Wednesday, April 9, 2014

BDS: Hardly a grassroots movement.

There is more "Lets pretend" going on in the BDS movement than in the Magic Kingdom. With Palestinians thrilled to work at Sodastream, happy to buy and sell Israeli products, perfectly fine riding Veolia's  Jerusalem light rail, this "Palestinian civil society" we hear so much about seems as real as Cinderella's fairy godmother.  Also in the realm of fairy tales is the claim that BDS is a grassroots movement.

In the Times of Israel, Max Samarov exposes yet another dark and dirty secret regarding BDS on campus. Its not a student led initiative- the author of the Loyola divestment resolution was a paid BDS operative.

Max writes:

On Tuesday, April 1st, Students for Justice in Palestine presented the Loyola student government with an anti-Israel divestment resolution.
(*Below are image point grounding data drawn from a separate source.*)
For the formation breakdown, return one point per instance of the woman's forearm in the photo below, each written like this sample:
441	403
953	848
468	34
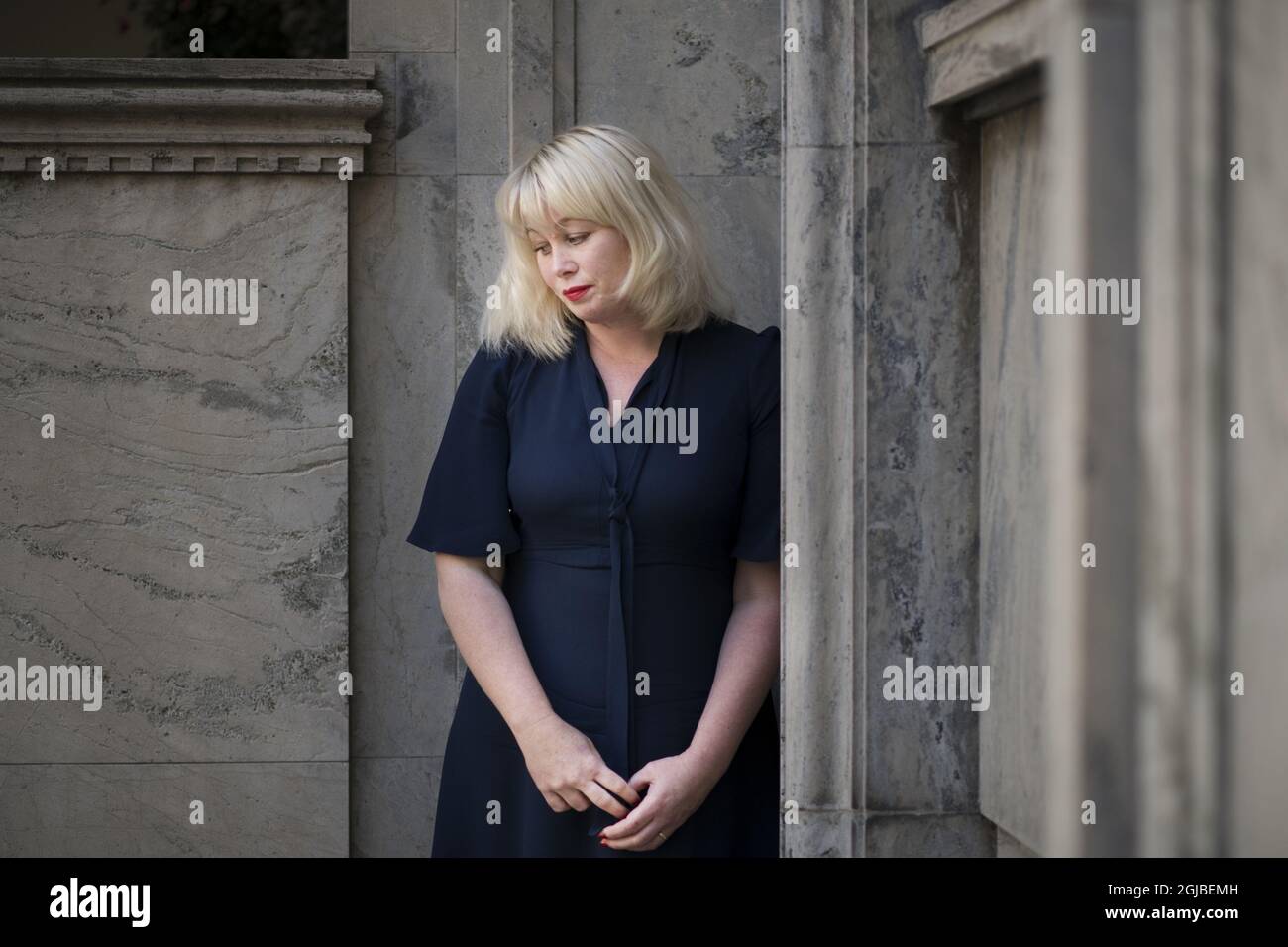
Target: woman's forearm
480	617
745	673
But what they neglected to mention was that they didn’t write the legislation themselves. It turned out that the real author was Dalit Baum, a major leader in the global Boycott, Divestment, and Sanctions (BDS) campaign against Israel. Baum is not a student or faculty member of Loyola or any North American university. She is a paid operative working to co-opt student governments into following the BDS Movement’s malicious, anti-Israel agenda. And if she is writing resolutions for one school, it is likely that she is writing them for others as well.

Professional anti-Israel activist Dalit Baum drafted the Loyola BDS resolution

Dalit Baum is locally well known as an anti-Israel activist. Formerly the "Director of Economic Activism for Palestine" at Medea Benjamin's Global Exchange, she is now working for the American Friends Service Committee. She'll also be a camp counselor at the JVP divestment camp this summer.

You may remember Dalit from the attack on Cliff's,  our beloved local hardware store or from showing up in her pajamas to protest a FIDF fundraiser.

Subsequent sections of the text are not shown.